My outlook towards life is also based on these ideas. The past has already happened; though it often has a bearing on the present, it is unchangeable, and so is it is useless to dwell on it. The future is predetermined, therefore, I don't worry about it. Enjoying the present is essentially all I care about. I have been reading the Bhagavad Gita and have become acquainted with the concept of "dharma" - or duty. I find it my duty to do whatever I have to in the present to unravel the mystery that is my future.

Just some thoughts.

Monday, 7 January 2008

La Moustache

I recently watched Shoja Azari's K, a film comprised of three stories based on Franz Kafka's work. It was very weird, over-the-top, abstract, and film noir-esque (only in style). I wasn't a huge fan. I followed it up by watching another Kafka-inspired ridiculous feature, La Moustache.
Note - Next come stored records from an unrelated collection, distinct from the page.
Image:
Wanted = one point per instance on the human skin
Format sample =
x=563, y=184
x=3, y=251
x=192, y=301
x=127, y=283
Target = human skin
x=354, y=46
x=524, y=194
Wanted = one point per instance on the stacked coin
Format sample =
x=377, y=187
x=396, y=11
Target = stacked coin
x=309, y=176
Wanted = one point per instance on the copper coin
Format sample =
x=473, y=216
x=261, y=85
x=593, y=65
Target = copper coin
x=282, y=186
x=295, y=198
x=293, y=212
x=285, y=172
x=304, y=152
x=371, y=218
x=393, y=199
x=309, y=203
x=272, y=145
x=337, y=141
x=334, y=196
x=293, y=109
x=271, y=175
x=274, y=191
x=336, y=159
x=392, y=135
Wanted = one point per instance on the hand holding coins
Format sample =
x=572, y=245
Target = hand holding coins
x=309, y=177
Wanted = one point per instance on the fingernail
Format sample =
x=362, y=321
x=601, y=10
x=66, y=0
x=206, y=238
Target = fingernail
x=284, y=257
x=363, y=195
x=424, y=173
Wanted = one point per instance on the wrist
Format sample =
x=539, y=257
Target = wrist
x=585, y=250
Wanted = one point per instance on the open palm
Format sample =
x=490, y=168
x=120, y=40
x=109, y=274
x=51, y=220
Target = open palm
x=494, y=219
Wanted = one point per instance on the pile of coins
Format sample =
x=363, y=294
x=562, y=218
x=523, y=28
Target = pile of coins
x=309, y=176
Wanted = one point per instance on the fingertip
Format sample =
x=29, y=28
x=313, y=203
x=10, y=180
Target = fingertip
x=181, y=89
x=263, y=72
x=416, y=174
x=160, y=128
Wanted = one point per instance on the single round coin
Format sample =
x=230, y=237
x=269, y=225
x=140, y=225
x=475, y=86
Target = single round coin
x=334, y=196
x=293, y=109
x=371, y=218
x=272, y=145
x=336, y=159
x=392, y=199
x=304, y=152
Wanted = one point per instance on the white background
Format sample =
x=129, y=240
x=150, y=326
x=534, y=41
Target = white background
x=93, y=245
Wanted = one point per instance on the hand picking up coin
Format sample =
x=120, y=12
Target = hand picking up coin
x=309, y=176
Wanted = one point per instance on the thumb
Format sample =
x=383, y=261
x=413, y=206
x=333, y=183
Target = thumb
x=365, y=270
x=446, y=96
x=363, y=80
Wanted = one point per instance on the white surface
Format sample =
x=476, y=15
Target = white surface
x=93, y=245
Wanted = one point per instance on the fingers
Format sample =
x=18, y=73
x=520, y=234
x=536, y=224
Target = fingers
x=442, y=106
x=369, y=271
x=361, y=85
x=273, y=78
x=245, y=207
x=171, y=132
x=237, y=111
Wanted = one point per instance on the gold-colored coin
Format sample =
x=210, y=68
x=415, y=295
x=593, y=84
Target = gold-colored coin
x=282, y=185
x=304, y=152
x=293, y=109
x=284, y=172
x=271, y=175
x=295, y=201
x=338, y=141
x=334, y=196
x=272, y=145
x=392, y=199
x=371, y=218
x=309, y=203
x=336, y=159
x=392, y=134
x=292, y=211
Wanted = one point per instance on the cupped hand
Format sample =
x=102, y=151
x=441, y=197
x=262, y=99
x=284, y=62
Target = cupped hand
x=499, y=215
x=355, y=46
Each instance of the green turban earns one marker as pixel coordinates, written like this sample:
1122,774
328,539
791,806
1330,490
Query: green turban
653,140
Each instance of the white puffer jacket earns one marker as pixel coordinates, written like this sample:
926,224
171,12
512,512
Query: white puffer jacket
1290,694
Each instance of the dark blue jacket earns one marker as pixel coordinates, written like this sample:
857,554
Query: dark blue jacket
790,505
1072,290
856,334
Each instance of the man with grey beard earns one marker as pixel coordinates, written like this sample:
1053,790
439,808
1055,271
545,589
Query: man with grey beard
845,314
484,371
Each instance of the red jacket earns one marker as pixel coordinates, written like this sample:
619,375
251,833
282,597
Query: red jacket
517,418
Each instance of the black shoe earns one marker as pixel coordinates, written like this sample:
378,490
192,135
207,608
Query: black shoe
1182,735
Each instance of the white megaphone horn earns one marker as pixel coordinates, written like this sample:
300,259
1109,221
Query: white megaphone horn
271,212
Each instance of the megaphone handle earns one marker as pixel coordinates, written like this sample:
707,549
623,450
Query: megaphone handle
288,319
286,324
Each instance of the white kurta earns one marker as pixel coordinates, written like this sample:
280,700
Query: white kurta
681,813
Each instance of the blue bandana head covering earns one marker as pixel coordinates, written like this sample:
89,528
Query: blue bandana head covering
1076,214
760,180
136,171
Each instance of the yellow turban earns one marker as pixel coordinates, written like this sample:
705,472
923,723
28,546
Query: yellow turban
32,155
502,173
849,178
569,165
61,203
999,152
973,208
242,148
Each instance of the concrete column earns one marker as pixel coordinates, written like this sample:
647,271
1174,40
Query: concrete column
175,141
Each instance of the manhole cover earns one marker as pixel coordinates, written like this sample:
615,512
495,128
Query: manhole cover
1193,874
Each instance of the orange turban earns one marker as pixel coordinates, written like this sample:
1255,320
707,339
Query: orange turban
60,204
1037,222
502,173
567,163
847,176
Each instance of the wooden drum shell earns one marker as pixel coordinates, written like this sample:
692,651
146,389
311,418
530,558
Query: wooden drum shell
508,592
It is about a man who shaves his moustache after many years. However, when no one notices, he starts losing his grip on reality. His wife then tells him that he never actually had a moustache in the first place. At this point, it appears as though he has a very feeble grip on sanity. After a string of events, he runs off to a village in China and regrows his moustache. After spending many months there and getting acquainted with the locals, his wife appears in his room. She talks to him as if, for all this time, they had been on vacation together. Even stranger, her comments about his moustache allude to him never having shaven it at all. After her quip about shaving for a change, he gets rid of his moustache. She finally notices.

Apparently, the movie isn't supposed to be taken literally. Rather, it appears to be a schizophrenic metaphor for a mid-life crisis. Weird. Very french.

I really liked it, watch it. It took home an award at Cannes.

Wednesday, 2 January 2008

Bringing in the new year with my main man Masaharu Morimoto

I got back to New York just in time to get funky with Masaharu for new year's. I was really excited if you can't tell. He's like the nicest guy and my friend had a long conversation with him about the red and yellow beet iron chef episode. People I noticed that were also in attendance: Dutch international soccer star Edgar Davids and his not so hot wife/gf, and supermodel X with fugly photographer guy Y.